Hacker News new | ask | show | jobs
by johnwalker 4536 days ago
Some time ago, hypirion wrote about how persistent vectors are implemented in Clojure.

http://hypirion.com/musings/understanding-persistent-vector-...

There are actually several different implementations of the core data structures:

https://github.com/clojure/data.finger-tree

https://github.com/clojure/core.rrb-vector

Of course, the short answer is that Clojure isn't using classic linked lists, and that regular Java collections can be used and created pretty easily. [0] [1]

[0] https://stackoverflow.com/questions/4313505/converting-cloju...

[1] http://blog.raek.se/2011/01/24/executors-in-clojure/

1 comments

Thanks for the great resources. I still wonder to what extent is it at all possible to do cache-friendly data structures on the JVM. Besides the somewhat abstract data structure considerations of the kind posted, there is still the issue of whether in the end references are stored in the collections memory or the values themselves. On the surface level it looks like Java collections generally use references for everything, except perhaps for arrays and (maybe) ArrayLists of primitive types. See for example:

http://java.dzone.com/articles/slab-guaranteed-heap-alignmen...

Java currently only stores primitives inline (in arrays or in objects). However, the memory allocation scheme (at least in HotSpot) places objects that are created one after another by the same thread consecutively in memory.

Nevertheless, cache-friendly data structures are still very much possible on the JVM. Consider something like a B-Tree node, with an array of references to the children and an array of keys. The node object and the arrays will be stored together in memory, so the only cache-missing pointer following you'd do is when you jump from one node to another, just as would happen in C/C++. So the memory placement is certainly not as flexible as in C/C++, but you can certainly be pretty cache friendly. In fact, this is a very active topic, as a lot of people are starting to use Java in low latency applications.
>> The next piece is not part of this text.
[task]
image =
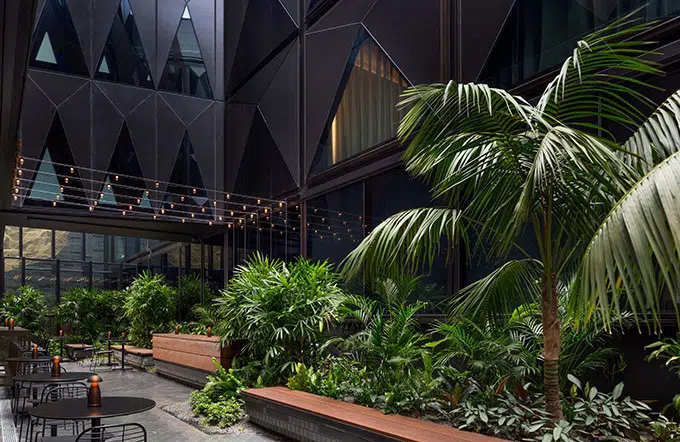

For example, look at the discussions here: https://groups.google.com/forum/#!forum/mechanical-sympathy

There is work being done to support value types in Java, that are immutable, cannot be referenced (hence only compared by value), and stored inline in arrays (well, the latter is an implementation issue and up to the particular JVM to decide). This may be included in Java 9.

I'll have to defer to this paper. It mentions that the core persistent vectors are cache-friendly, but I would suspect that the llvm will always be an upper-bound for the jvm.

infoscience.epfl.ch/record/169879/files/RMTrees.pdf‎

I'm very interested in better answers to this question, though.